Saturday, April 08, 2006

Sisters, Part 2: Gloria

        It was a cool spring evening in Alberta. My Dad was graduating from Bible School that night and he was probably the only person on stage who wasn't smiling. Instead, he was casting worried glances my Mom's way. I was nearly six and had been the baby of the family for a long time. I knew my Mom was going to have a new baby soon, but I didn't realize that I would be dethroned by the event. Dad and Mom both made it through Graduation but found themselves in the hospital later that night where my Mom gave birth to a baby girl. The sky was dancing with Northern Lights and they named her Gloria Grace. Alyssa and I were a bit miffed that they didn't call her Crystal Princess or something like that, but we loved her anyway. My Dad hung her cradle from the ceiling in our tiny living room and we welcomed her into our lives.
        Even though she had usurped me as the littlest, cutest person in the family I liked my baby Gloria. You can tell because in family pictures from that era I was often pouting at not being allowed to hold her. I was delighted when all her hair fell out around a year old because it gave me a chance to use one of my new vocabulary words: molting. I didn't realize that it wasn't used to describe people. She grew to be a sweet little girl, creative from the start. As soon as she could hold a pencil she started drawing things that looked like what they were supposed to. It was pretty amazing. We would find her drawing little stick people and sunshines on everything from her legs to the back of our Scrabble tiles. It came in handy if you needed a certain letter. When she wasn't drawing she was having adventures with her imaginary friend Purple-ea.

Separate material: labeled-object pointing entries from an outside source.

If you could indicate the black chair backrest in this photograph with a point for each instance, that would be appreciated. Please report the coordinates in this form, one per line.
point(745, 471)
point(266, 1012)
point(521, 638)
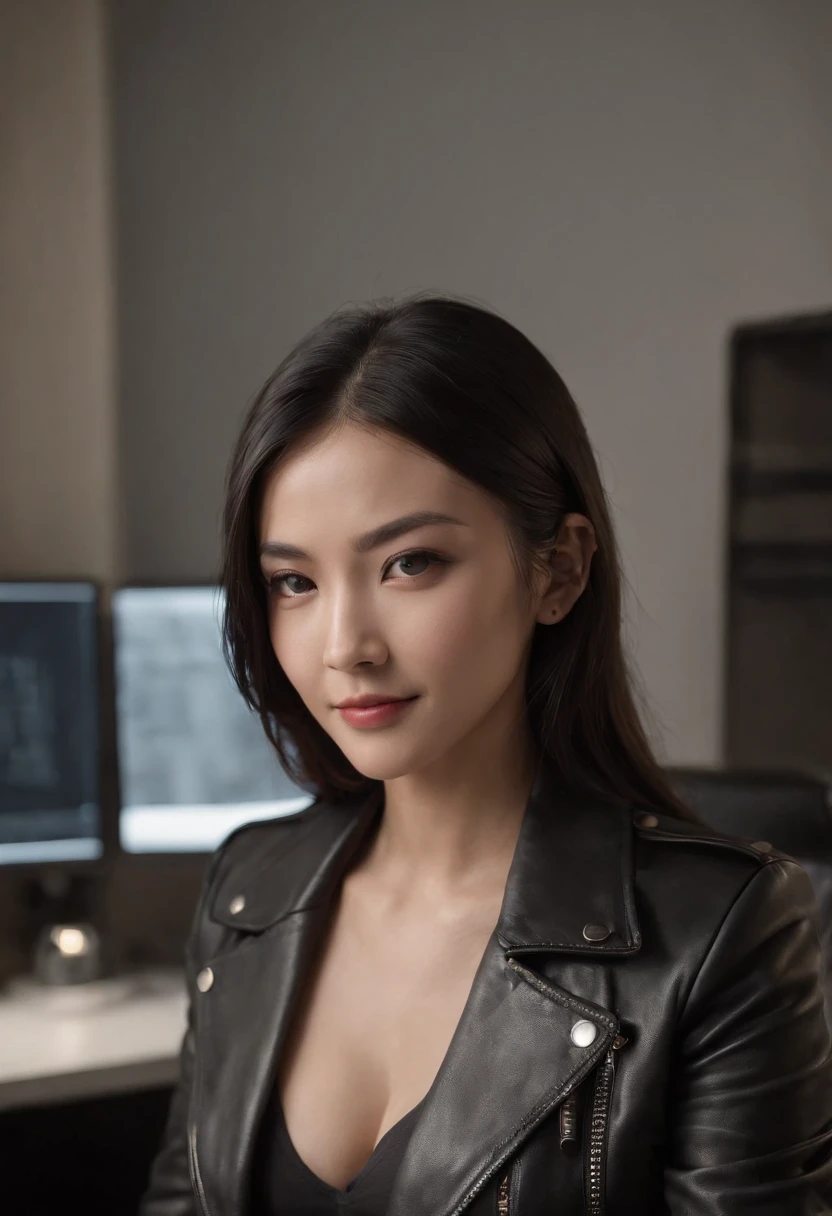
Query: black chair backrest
point(792, 810)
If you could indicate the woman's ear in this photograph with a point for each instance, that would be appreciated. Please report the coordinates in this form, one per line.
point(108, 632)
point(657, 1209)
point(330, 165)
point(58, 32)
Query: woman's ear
point(568, 568)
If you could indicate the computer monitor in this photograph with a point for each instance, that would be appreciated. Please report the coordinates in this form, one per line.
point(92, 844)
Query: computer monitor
point(50, 754)
point(194, 760)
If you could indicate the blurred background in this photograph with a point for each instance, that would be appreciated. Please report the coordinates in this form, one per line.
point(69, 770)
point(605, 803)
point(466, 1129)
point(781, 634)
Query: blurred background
point(186, 186)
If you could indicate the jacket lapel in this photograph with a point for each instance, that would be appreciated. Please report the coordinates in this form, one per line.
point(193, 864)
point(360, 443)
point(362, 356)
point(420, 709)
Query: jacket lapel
point(511, 1059)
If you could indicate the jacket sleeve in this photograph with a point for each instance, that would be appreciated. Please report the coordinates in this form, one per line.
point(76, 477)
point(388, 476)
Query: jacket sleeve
point(169, 1191)
point(751, 1102)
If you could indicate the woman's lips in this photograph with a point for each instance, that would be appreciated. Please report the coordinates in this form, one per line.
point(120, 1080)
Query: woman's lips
point(376, 715)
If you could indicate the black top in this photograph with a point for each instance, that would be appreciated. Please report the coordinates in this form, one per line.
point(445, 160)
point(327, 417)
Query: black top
point(284, 1184)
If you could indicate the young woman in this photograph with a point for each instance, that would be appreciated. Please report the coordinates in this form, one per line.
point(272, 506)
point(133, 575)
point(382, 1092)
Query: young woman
point(496, 967)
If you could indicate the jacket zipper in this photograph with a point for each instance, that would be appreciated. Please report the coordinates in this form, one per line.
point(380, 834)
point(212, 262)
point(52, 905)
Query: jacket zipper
point(502, 1195)
point(596, 1152)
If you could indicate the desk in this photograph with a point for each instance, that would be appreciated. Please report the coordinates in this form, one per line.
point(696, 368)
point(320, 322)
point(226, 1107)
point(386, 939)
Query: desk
point(89, 1042)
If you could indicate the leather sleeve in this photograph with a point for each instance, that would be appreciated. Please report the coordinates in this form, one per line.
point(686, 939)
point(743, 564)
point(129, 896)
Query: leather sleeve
point(169, 1191)
point(751, 1107)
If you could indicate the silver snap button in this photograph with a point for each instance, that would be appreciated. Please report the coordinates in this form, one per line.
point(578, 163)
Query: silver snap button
point(584, 1032)
point(646, 821)
point(596, 932)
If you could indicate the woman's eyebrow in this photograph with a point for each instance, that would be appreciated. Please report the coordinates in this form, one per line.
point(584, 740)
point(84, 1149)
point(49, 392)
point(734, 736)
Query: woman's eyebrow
point(374, 539)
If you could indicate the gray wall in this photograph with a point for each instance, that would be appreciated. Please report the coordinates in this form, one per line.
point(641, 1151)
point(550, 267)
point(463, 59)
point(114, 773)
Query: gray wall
point(624, 181)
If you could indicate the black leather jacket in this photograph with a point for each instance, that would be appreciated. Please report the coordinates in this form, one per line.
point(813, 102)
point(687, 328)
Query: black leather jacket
point(645, 1032)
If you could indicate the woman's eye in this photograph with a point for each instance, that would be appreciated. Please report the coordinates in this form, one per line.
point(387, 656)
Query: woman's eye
point(415, 557)
point(414, 563)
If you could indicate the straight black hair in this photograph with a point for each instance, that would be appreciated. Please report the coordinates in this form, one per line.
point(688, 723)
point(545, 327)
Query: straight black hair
point(467, 387)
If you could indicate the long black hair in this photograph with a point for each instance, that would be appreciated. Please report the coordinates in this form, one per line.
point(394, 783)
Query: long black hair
point(466, 386)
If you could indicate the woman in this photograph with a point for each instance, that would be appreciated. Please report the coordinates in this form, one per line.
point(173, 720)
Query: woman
point(496, 966)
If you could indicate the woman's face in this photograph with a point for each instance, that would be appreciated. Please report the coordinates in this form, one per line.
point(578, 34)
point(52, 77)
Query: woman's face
point(447, 626)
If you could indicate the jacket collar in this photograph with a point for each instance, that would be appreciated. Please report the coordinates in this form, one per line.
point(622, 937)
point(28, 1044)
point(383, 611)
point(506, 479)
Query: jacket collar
point(511, 1059)
point(572, 867)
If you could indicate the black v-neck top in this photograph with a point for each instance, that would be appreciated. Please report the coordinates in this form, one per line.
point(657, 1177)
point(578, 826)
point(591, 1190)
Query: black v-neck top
point(282, 1184)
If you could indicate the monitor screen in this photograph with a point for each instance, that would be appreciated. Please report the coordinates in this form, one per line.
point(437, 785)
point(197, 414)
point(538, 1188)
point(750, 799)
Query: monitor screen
point(194, 760)
point(49, 722)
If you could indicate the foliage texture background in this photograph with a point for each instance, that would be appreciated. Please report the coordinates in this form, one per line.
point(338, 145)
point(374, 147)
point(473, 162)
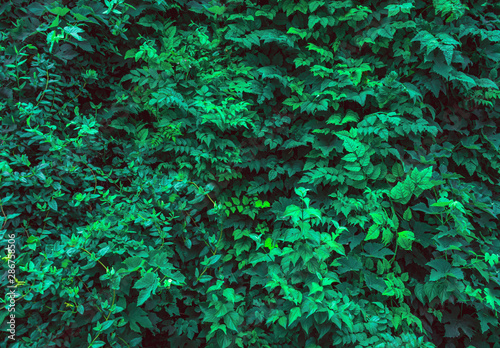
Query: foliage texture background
point(251, 174)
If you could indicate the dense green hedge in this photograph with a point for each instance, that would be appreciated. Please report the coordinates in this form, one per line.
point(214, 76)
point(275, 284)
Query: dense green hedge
point(241, 174)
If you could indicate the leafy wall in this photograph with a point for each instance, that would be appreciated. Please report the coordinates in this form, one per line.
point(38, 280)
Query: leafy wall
point(241, 174)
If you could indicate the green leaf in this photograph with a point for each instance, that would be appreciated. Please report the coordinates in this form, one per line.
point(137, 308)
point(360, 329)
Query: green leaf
point(149, 280)
point(53, 204)
point(282, 321)
point(144, 295)
point(373, 232)
point(60, 11)
point(405, 239)
point(229, 294)
point(379, 218)
point(232, 320)
point(294, 314)
point(133, 263)
point(407, 214)
point(74, 32)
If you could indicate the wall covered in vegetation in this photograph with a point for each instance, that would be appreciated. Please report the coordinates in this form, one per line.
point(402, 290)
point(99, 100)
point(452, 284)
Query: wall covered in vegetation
point(250, 174)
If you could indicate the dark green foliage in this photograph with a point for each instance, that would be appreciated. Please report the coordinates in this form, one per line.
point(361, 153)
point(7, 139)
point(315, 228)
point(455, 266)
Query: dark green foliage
point(251, 174)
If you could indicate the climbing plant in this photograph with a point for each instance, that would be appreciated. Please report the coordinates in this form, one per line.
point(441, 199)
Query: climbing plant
point(250, 174)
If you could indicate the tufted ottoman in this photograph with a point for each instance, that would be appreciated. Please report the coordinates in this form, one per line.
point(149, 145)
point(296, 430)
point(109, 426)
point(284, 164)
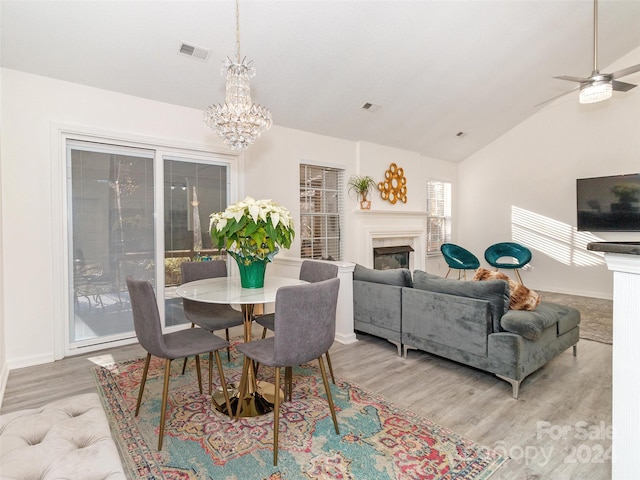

        She spent about four years of her young life wearing a pink bathing suit. Since we lived in the Great Frozen North she often had to wear several layers over it to stay warm, but you could say it was her base layer, day in and day out. On top of the bathing suit would go whatever outfit she fancied at the moment. Seriously, this girl would change her clothes ten times a day and throw the last ones on the floor in a heap. It was the artist in her I guess. Clothes to match the mood or something like that. I'm not sure, but I think she still changes her outfit more often than most people do.
        Gloria was always sweet and eager to please, sometimes a little too much. People with more domineering personalities, like our youngest brother and myself, would really take advantage of her. When she was about 7 or 8 I would ask her if she wanted to play queen-and-servant. Eager to play with her much older and cooler sister she would happily agree. And let me tell you, I really made my little servant serve me! I owe her big time.
        As adults we've had so many adventures together. There have been lots of road trips in my sometimes-not-so-reliable Datsun to Seattle and San Francisco and Santa Cruz and all over Oregon. There were the three months we spent traveling around Asia together. We passed long hours riding in boats and snorkeling in crystal blue water, riding elephants, and drinking mango shakes on the beaches of Southern Thailand. In Nepal we cooked on our rooftop and rode in tiny rickshaws, made lots of friends, had cockroach killing contests before bed, and fell in love with that little war-torn Himalayan kingdom. We laughed as the people tried to figure out who was the older sister: didi, bahini? Bahini, didi? And then there was India. I had been there before but Gloria's welcome to India began in a train station that was so crowded there was barely room to move. There were men sitting staring at us as if we were movie stars. That night we were woken by loud knocking on our hotel door at two in the morning. It was five policemen wanting to see our passports. You really would think they'd have something more important to do than harass innocent tourists! The next day began the 19 hour train ride that is a story in itself. Let's just say it was hot, humid, and crowded. And I mean India crowded, like 22 people in a compartment meant for 8. That story deserves its own telling so I'll leave it for another day. We spent three weeks in India, up in the mountains where the Dalai Lama lives. We walked forested roads and ate roasted barley porridge and listened to monkeys play on the rooftops and fell in love with another land and another people, the Tibetans. Gloria was sick there and we played countless games of cards and ate mangoes together. We met all kinds of strange and wonderful people there before retracing our steps through Nepal, Thailand, and back to the U.S.
        Gloria is a wonderful auntie to my kids, and a wonderful sister and friend. She paints and decorates and makes things beautiful. We can finish each other's sentences, or say something like "Do you remember that time...." and both dissolve into laughter without ever actually mentioning the time we're thinking of. We can both talk and listen at the same time, which leaves my husband totally bewildered. I'm so glad that she lives just down the road and I get to see her often. She got married just a few months ago and now is living a new adventure. Her husband is a brave man to marry into our big and crazy family and I wish them every happiness in their life together. Sometimes it's hard for me to believe she's all grown up, my little Northern Lights Baby Sister.